Associates noted that with patients his quiet, friendly greeting conveyed a sense of support, responsibility and full involvement in their medical problem. His calm demeanor and gentle touch during the examination seemed to inspire confidence. He would convey his diagnostic impression in warm, measured, informative tones cheerful and reassuring, if the message was a happy one. If the message was an unhappy one, it was delivered in a sincere and compassionate manner that would not destroy all the patient's hope. His straight-forward gaze and firm fatherly tones helped many patients to alter their lifestyles and eliminate the smoke damage, which he perceived to be the forerunner of laryngeal cancer.
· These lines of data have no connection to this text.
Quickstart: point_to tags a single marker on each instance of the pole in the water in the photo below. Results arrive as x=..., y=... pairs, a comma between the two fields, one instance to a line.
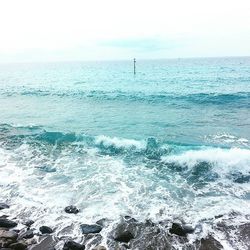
x=134, y=66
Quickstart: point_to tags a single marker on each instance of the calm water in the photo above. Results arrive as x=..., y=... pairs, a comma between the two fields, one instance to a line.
x=172, y=141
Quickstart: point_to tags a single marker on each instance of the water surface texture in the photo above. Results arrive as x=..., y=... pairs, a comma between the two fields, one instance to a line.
x=170, y=142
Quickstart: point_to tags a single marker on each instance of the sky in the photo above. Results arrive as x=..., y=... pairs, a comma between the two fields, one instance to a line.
x=66, y=30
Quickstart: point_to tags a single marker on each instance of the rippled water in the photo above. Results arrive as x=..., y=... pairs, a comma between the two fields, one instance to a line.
x=170, y=142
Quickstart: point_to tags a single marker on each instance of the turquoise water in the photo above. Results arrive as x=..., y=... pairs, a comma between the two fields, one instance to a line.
x=171, y=141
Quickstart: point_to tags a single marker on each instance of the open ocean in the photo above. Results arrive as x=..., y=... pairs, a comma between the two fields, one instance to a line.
x=173, y=141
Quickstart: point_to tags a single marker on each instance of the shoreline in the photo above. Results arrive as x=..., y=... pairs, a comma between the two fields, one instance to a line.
x=127, y=233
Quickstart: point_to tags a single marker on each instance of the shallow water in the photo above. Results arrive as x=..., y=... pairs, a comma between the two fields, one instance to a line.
x=170, y=142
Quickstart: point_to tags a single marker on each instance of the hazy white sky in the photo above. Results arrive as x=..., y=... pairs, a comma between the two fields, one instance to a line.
x=48, y=30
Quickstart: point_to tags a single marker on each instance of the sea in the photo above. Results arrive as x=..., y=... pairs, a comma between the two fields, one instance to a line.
x=169, y=142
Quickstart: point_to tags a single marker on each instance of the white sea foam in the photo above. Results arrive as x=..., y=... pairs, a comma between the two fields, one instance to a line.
x=227, y=139
x=39, y=184
x=223, y=160
x=119, y=142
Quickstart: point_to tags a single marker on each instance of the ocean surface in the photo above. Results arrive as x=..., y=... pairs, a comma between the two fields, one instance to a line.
x=172, y=141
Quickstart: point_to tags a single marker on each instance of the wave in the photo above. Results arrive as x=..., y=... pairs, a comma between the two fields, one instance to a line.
x=238, y=98
x=210, y=164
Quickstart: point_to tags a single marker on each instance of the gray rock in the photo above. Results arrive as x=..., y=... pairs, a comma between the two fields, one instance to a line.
x=92, y=240
x=8, y=234
x=71, y=209
x=124, y=236
x=210, y=243
x=137, y=235
x=7, y=223
x=26, y=235
x=99, y=248
x=45, y=230
x=47, y=243
x=72, y=245
x=90, y=229
x=18, y=246
x=28, y=223
x=103, y=222
x=180, y=230
x=3, y=205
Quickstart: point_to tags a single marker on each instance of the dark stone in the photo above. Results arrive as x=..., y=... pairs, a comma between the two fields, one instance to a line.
x=28, y=223
x=180, y=230
x=45, y=230
x=3, y=205
x=88, y=229
x=72, y=245
x=102, y=222
x=7, y=223
x=48, y=243
x=129, y=219
x=210, y=243
x=71, y=209
x=26, y=235
x=8, y=234
x=125, y=236
x=218, y=216
x=138, y=235
x=91, y=240
x=100, y=248
x=18, y=246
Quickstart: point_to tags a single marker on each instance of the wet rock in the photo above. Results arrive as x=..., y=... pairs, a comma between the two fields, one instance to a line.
x=7, y=223
x=129, y=219
x=99, y=248
x=87, y=229
x=138, y=235
x=18, y=246
x=218, y=216
x=3, y=205
x=26, y=235
x=28, y=223
x=180, y=230
x=124, y=236
x=47, y=243
x=71, y=209
x=210, y=243
x=45, y=230
x=8, y=234
x=92, y=240
x=72, y=245
x=102, y=222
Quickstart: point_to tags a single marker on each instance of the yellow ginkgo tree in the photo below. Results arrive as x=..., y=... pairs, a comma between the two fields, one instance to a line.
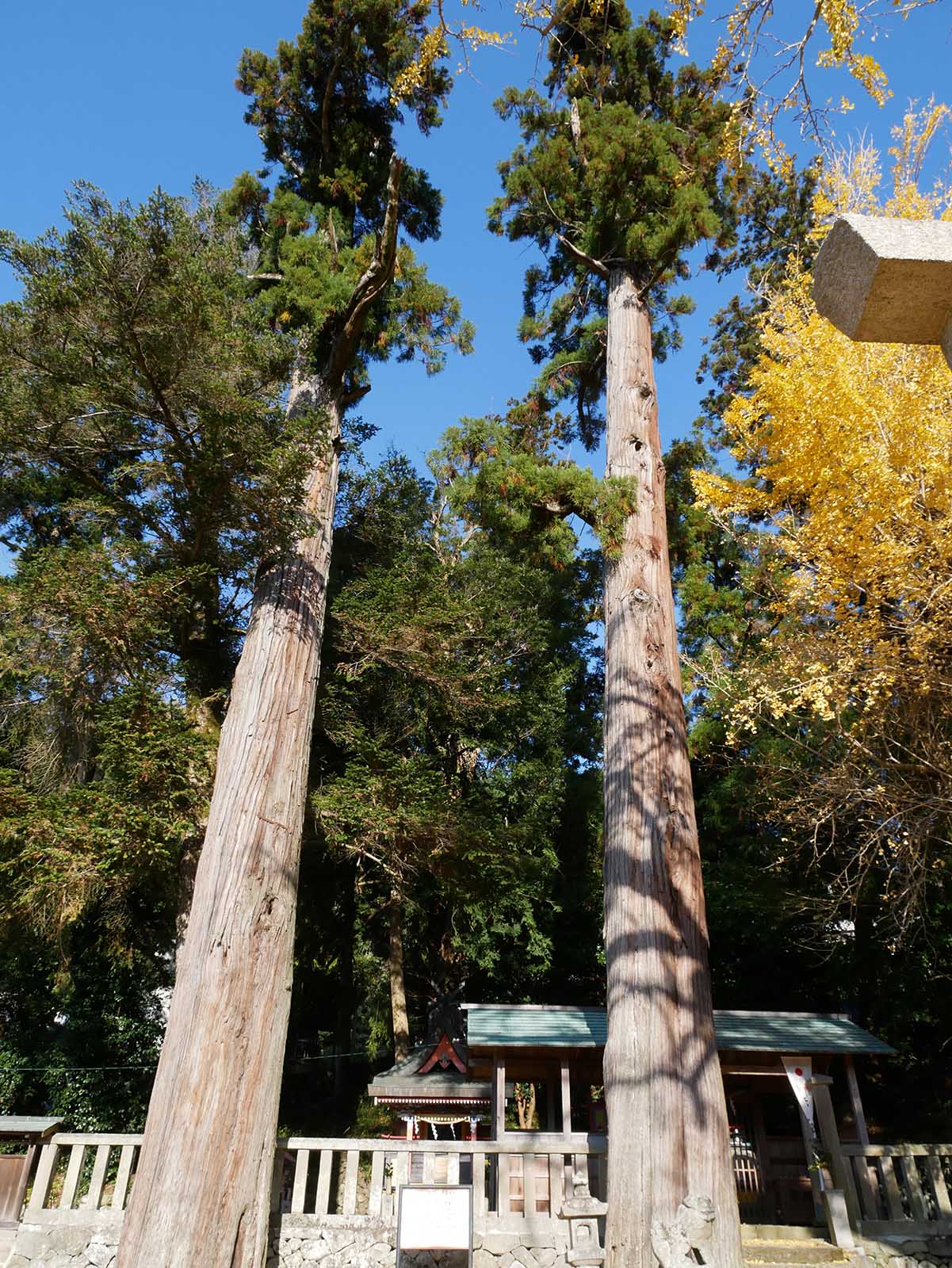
x=848, y=449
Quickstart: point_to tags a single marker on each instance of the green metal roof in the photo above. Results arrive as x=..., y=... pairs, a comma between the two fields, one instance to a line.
x=541, y=1026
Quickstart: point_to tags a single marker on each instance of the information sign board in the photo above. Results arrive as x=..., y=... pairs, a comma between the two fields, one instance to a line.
x=435, y=1217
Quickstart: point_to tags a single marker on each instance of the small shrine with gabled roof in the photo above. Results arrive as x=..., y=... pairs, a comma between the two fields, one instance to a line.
x=465, y=1083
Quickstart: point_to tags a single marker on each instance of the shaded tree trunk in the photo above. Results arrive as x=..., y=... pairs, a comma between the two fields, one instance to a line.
x=525, y=1105
x=663, y=1090
x=344, y=1027
x=398, y=986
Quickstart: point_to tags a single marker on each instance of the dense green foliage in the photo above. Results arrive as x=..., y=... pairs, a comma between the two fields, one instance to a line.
x=621, y=168
x=323, y=111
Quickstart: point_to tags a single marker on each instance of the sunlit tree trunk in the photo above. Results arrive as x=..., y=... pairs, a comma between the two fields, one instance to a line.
x=202, y=1190
x=203, y=1183
x=663, y=1090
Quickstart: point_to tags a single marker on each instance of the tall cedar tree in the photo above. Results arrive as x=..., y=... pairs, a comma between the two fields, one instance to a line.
x=620, y=174
x=328, y=243
x=454, y=703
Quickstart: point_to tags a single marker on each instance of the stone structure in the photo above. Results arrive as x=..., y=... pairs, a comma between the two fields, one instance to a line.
x=685, y=1243
x=297, y=1242
x=889, y=281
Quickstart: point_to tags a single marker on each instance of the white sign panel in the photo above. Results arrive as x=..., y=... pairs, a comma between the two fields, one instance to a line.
x=435, y=1217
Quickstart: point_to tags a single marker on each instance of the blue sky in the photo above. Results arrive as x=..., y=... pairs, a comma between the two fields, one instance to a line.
x=132, y=95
He experienced Otolaryngology practice when relief was primarily incise and drain, pierce and lavage, an/or excise surgically. In the pre-antibiotic era, acute mastoiditis frequently required emergency mastoidectomy and even then could progress to meningitis and/or brain abscess.
Total commitment to patient care directed his actions. Late one night, just as he was beginning to do the second side of a bilateral acute mastoidectomy, he overheard the circulating nurse whisper to the anesthetist, "When Dr. LeJeune has finished the operation, tell him his mother just died of pneumonia." He completed the operation, then directed his attention to his family's problems.
His early training in Engineering helped him to develop surgical instruments and to solve mechanical problems in this evolving field of surgery. His production of the first color motion pictures of the larynx showing the altered dynamics of different disease states of the vocal cords was a blend of these skills. For this he received the coveted Castlebury Award of the American Laryngological Association. His technical skills with the suspension laryngoscope, the bronchoscope and esophagoscope were masterful and this often was the key to removal of a foreign body from a child or adult. Not infrequently, he was able to obtain tissue specimens deep within the bronchus and furnish an exact histological diagnosis. He was one of the early diagnosticians of pulmonary cancer, a malady that was beginning to plague heavy smokers of that day. The heavy pipe smokers with precancerous lesions on the lips and vocal cords were his concern.
He was an excellent clinician and a student of the art of medical practice. His passion to teach the younger generation of doctors going into the specialty of otolaryngology stimulated the minds of many of our community's subsequent leading otolaryngologists. He served for 15 years as the chairman of the Department of Otolaryngology of Tulane University School of Medicine. Nationally, his presidency of the American Academy of Ophthalmology and Otolaryngology, the American Laryngological Rhinological and Otological Society, the American Broncho Esophalogical Association, and the American Laryngological Association helped bring recognition to this community. His additional work in the field of Laryngeal disease won him the Newcomb Award in 1970 and the prized De Roaldes Award for excellence in the field of laryngology.
He had many friends in medical and business professions which held realistic attraction for him. His fishing and hunting friends considered him a wonderful and warm companion and he reflected a complete feeling of peace when afloat with a fishing rod in his hand. In all of these professional and recreational endeavors he enjoyed the full and loving support of his lovely wife from the Mississippi Delta Annalynne, to whom he remained a devoted and loyal husband until his final day, at age 83 years, in October of 1977. He left a legacy that will long be revered by all who knew or worked with him.